The report also says fights, over crowding and overall wellness at the prison has improved in recent months. 

"Our government is committed to continuing to work towards the implementation of all 42 recommendations, as well as to transforming Ontario's correctional system in order to deliver the programs and supports necessary to successfully integrate offenders back into the community," said David Orazietti, Minister of Community Safety and Correctional Services in a news release. 

Some critics, however, believe the recommendations and subsequent changes do not address the underlying problems facing Ontario's corrections system.

Criminal Defence Attorney Michael Spratt says the changes represent an attempt by the government to fix a public relations problem. 

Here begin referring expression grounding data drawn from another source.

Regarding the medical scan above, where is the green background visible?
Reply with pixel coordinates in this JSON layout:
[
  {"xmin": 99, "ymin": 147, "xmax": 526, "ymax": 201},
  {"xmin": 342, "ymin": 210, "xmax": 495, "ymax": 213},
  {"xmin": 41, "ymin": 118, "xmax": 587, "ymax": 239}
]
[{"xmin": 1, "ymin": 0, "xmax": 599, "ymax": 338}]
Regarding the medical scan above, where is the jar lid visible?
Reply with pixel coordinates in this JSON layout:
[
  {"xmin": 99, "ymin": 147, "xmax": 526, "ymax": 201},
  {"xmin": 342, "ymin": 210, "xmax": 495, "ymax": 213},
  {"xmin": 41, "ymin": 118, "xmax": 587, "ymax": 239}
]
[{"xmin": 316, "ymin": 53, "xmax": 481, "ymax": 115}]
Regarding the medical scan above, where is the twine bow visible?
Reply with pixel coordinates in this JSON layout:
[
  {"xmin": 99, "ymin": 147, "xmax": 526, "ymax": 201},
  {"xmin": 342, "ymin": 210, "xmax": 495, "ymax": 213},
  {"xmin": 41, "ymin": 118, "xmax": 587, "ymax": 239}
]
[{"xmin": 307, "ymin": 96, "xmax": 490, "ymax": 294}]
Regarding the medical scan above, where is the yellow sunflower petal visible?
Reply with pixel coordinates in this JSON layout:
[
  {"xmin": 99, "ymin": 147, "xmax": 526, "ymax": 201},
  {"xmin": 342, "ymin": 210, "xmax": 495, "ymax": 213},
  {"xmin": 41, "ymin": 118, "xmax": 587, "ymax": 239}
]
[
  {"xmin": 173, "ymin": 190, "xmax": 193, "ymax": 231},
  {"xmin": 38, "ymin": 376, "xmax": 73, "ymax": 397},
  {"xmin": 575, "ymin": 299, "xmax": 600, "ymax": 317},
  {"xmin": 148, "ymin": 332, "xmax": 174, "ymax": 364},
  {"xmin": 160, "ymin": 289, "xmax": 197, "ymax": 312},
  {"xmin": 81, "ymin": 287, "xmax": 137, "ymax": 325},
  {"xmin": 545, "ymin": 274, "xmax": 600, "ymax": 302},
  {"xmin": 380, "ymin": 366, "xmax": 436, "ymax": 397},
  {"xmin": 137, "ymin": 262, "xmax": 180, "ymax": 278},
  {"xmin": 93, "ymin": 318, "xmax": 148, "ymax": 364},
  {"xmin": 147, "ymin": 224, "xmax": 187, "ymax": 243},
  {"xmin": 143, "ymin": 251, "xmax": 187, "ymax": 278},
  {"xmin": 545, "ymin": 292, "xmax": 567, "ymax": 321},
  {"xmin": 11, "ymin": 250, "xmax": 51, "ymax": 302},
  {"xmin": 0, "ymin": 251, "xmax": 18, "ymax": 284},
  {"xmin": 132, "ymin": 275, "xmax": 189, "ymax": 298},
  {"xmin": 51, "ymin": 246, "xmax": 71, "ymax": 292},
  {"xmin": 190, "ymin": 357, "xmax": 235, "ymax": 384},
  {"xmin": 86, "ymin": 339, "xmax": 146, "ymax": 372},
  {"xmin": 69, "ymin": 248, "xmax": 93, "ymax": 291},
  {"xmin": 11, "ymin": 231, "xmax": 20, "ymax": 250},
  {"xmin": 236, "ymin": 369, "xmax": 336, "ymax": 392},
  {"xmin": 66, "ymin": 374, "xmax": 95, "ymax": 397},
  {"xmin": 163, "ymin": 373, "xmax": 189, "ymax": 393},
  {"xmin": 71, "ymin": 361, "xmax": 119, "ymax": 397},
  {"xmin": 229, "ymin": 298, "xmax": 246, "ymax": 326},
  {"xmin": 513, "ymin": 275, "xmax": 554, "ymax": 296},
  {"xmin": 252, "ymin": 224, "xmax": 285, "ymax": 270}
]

"It's not enough. That's the short answer," Spratt says. "A fresh coat of paint  and ending some of the most egregious behaviours like housing people in a shower isn't enough to fix a problem system. There needs to be change from the top, from the political forces who are in charge of the institutions."

At the time of the media tour, OCDC was operating at 102% capacity. Most of that crowding occurs in the three male wings of the detention centre. Staff on the tour told reporters capacity would drop below 100% overnight as inmates were transferred in and out of the facility. 

"We move inmates throughout our institutions," says Greg Flood, a media relations officer with the Ontario Ministry of Corrections and Community Services. "We try to make sure that we have capacity available elsewhere when others fill up and we have a transition coordinator who deals with that."

The task force is expected to release its next progress report by the end of January.